In deze zaak heeft de kantonrechter op 6 maart 2019 uitspraak gedaan in een verzoek tot ontbinding van de arbeidsovereenkomst tussen Dental Clinics Den Haag B.V. (werkgever) en een werknemer, die als tandartsassistente werkzaam was. De werkgever verzocht om ontbinding op grond van verwijtbaar handelen van de werknemer, die herhaaldelijk niet voldeed aan haar re-integratieverplichtingen na een langdurige ziekte. De werknemer had zich ziek gemeld na haar bevallingsverlof en was sindsdien niet hersteld. De werkgever had meerdere keren een loonstop opgelegd en het UWV om een deskundigenoordeel gevraagd, waaruit bleek dat de werknemer onvoldoende meewerkte aan haar re-integratie.

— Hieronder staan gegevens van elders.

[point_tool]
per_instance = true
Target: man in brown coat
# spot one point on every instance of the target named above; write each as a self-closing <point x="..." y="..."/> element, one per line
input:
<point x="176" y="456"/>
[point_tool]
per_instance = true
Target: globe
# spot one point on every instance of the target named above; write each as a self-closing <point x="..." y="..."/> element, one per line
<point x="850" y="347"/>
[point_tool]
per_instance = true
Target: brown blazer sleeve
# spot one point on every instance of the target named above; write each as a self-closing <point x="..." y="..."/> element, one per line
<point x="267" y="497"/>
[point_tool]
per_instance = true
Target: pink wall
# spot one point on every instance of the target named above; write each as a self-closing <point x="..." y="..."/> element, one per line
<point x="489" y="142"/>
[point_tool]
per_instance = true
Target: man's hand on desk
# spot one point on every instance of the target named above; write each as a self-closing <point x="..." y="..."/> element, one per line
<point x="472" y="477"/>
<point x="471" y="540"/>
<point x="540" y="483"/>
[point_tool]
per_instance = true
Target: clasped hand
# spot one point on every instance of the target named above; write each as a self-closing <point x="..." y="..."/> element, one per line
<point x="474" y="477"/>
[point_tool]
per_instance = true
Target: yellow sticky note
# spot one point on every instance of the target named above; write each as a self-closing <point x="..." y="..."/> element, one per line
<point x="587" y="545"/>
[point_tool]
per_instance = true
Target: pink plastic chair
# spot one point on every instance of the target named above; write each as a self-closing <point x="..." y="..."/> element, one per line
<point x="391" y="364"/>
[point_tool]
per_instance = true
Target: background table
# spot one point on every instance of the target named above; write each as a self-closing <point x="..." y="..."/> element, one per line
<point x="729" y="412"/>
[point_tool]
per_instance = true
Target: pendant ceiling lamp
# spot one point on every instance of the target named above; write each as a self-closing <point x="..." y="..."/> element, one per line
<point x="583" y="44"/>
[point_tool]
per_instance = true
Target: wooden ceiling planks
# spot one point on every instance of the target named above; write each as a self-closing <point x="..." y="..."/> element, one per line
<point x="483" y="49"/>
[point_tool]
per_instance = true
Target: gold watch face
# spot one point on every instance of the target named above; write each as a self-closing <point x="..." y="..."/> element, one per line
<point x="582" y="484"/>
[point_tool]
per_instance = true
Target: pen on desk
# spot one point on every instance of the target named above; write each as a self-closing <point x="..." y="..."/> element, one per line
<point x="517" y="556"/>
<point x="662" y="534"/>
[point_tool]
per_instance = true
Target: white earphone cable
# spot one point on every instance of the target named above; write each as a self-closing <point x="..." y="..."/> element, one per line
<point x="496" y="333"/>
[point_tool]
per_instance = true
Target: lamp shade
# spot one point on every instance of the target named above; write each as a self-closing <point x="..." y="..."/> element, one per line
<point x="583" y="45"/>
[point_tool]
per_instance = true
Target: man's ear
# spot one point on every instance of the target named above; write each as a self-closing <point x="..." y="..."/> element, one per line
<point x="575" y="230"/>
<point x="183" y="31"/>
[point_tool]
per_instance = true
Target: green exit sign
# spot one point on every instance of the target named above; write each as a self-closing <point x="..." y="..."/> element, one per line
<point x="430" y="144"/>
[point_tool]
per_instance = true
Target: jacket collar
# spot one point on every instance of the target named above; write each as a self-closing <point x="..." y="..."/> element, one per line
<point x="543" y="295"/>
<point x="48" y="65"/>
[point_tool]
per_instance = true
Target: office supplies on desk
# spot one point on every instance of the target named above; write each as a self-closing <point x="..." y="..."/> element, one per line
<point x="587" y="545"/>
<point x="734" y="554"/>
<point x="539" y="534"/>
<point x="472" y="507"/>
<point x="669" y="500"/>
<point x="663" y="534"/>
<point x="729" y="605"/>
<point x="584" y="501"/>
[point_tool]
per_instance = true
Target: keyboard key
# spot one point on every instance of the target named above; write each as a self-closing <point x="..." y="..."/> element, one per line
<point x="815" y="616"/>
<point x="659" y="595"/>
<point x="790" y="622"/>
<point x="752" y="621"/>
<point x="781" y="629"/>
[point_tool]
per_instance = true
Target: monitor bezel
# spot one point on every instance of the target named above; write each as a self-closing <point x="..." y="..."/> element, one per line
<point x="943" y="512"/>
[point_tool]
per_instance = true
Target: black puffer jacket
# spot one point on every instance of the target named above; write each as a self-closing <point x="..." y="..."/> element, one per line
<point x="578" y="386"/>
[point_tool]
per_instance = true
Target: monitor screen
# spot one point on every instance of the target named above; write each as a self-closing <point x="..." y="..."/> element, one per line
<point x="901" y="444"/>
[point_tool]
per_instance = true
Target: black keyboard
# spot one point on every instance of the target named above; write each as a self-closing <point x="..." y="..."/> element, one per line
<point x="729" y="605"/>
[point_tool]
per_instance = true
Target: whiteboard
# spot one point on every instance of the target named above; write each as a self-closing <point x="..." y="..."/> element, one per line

De werknemer verzocht de kantonrechter om het verzoek van de werkgever niet ontvankelijk te verklaren en om een transitievergoeding en billijke vergoeding toe te kennen. De kantonrechter oordeelde dat de werknemer bij herhaling niet aan haar re-integratieverplichtingen had voldaan, wat kwalificeerde als ernstig verwijtbaar handelen. De kantonrechter ontbond de arbeidsovereenkomst met ingang van 6 maart 2019 en wees het verzoek van de werknemer af. Tevens werd de werknemer veroordeeld in de proceskosten van de werkgever, die op € 601,00 werden begroot.
De uitspraak benadrukt de verplichtingen van werknemers om mee te werken aan hun re-integratie en de gevolgen van het niet naleven daarvan, waaronder de mogelijkheid van ontbinding van de arbeidsovereenkomst zonder recht op transitievergoeding.